I enjoyed Orr’s collection of short stories very much. Some stories were poignant and several were dark, much darker than I expected. Of course, for me, there’s also the exoticism of Australia. Outdoor pageants for Christmas because it’s summer time. Odd words like kranksies and ute. The wilderness of the outback. Some remnant of British culture with Lindisfarne College.

You can find other reviews on Lisa’s blog, one for the whole collection and one for the main story, Datsunland.

Many thanks to Wakefield Press for sending me an ARC of Datsunland. Sorry it took me so long to write this billet.

PS: Sorry French readers, this is not available in French.

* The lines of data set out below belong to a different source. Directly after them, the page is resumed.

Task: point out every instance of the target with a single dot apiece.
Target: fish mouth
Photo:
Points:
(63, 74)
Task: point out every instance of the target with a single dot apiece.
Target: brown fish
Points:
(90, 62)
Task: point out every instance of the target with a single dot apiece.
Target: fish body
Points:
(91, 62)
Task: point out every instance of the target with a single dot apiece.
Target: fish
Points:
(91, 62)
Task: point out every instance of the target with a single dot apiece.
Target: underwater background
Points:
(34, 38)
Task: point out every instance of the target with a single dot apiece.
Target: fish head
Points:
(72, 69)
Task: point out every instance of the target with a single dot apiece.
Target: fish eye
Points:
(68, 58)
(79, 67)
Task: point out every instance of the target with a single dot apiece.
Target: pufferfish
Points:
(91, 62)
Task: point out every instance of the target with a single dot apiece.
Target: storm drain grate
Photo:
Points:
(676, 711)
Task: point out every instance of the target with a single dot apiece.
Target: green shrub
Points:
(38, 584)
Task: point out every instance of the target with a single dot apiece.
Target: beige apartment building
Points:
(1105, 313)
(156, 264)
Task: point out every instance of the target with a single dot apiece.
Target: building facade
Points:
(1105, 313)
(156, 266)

Wait for Signs. Twelve Longmire Stories by Craig Johnson

August 3, 2017 7 comments

Wait for Signs. Twelve Longmire Stories by Craig Johnson (2014) Not really available in French.

Wait for Signs is peculiar collection of short stories by Craig Johnson. They all feature the characters of Johnson’s Walt Longmire series, about a rural sheriff in Wyoming. These stories are snapshots of Longmire’s life as a sheriff but also as a man. My favorite ones are Old Indian Trick, Messenger and Divorce Horse.

In Old Indian Trick, Longmire is driving his Cheyenne friend Lonnie Little Bird to the hospital for a check-up. On the way, they stop at a restaurant for coffee and arrived just after it’s been robbed. Switching into sheriff mode, Longmire starts investigating the case. At some point, his friend tells him who the culprit is and where he lives. After Travis the thief is under arrest, Longmire asks his friend how he knew and if it was an old Indian trick. Lonnie shrugs and Longmire realizes that Travis is so stupid that he filled in an application form before robbing the restaurant and gave accurate contact information. As Longmire points out if you sat a bag of groceries next to Travis, the groceries would get into Stanford before he would, something that the French translator translated into “si on posait un panier de légumes à côté de Travis, les légumes arriveraient à Stanford avant lui. Please note that in French, a bag of groceries (literally, “un sac de provisions”) becomes un panier de légumes. (A basket of vetegables) It means a lot about French eating habits, I think.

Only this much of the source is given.